Il mio posto speciale è Cefalonia, credo fermamente che i luoghi in cui finisci per lasciare un pezzo di cuore non li scegli tu, sono loro che scelgono te!
L’ amore per Cefalonia nasce da una rivista in sala d’attesa dal dentista.
Vedo un immagine di una spiaggia mozzafiato, Myrtos!
Wow chissà di che posto si tratta, apro la rivista e comincio a leggere.
“Cefalonia la più grande tra le isole Ionie, il suo Monte Ainos è la seconda montagna più alta tra tutte le isole greche, con un picco di 1628 metri, Il Monumento dedicato ai Caduti della Divisione Acqui, eretto vicino alla capitale Argostoli, fa capire la storia che è racchiusa tra le sue vie, i paesini del nord Fiskardo e Assos…”
Ok ho deciso, quest’ estate voglio andare a Cefalonia.
Inizia la ricerca di come raggiungerla dall’Italia, perfetto, c è una nave diretta, però siamo a maggio non ci sono più cabine disponibili per agosto…con il gruppo decidiamo di affrontare il viaggio in passaggio ponte pur di andare.
Agosto 2010
Il Viaggio scorre tra partite a Uno e cantatine insieme a dei ragazzi con la chitarra.
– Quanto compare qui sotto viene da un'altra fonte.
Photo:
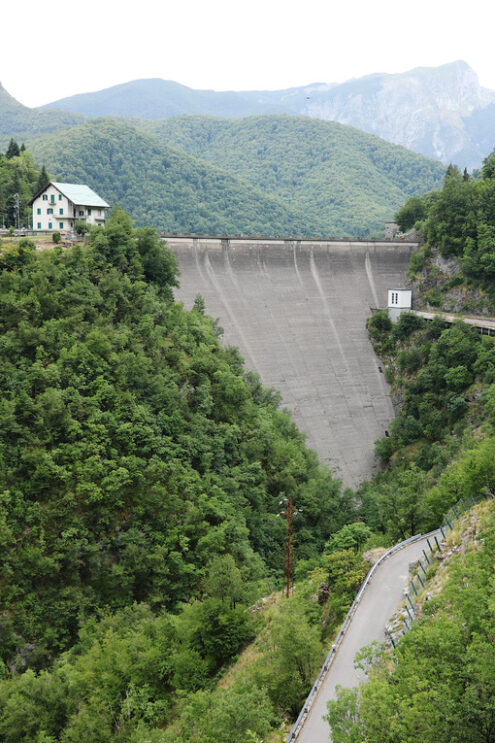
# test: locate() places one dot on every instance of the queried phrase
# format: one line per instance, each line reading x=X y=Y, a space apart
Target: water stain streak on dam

Arriviamo a Sami dopo 18 ore quasi di viaggio con tutta la salsedine addosso ed i capelli pieni di nodi dal vento !!! Ma lo spettacolo ripaga il sacrificio.
Eccoti Kef, finalmente ci conosciamo!
Il mare è blu, ma non un blu qualsiasi.
Vivendola ne scopri gli odori, il cibo, le persone e i luoghi incantati, i gatti sulle sedie dei ristoranti e serie di bouganvillee dipinte di un viola intenso.
Le strade che collegano le varie cittadine e le spiagge sono meravigliose ma fate attenzione agli incontri con le simpatiche caprette dell’ isola che girano incuranti del pericolo e si arrampicano a strapiombo sul mare.
Spiagge bellissime molto diverse l’una dall’altra.
Gli abitanti dell’ isola sono come fratelli ospitali è dir poco, ti abbracciano mentalmente oltre che fisicamente…Cefalonia è l’unico luogo in cui sento la necessità di tornare, un’ isola che ti manca come l’aria.
Se ti riguardo adesso…è come se stessi guardando casa mia.
Penso che ognuno debba scoprire un luogo e farlo suo, ecco io l’ho trovato…
Isola dalla natura incontaminata, dai profumi indimenticabili, tra mare e cielo non esiste quasi distinzione, sembra di essere sospesi nelle nuvole…tra poco ci rivediamo KEF, o almeno lo spero!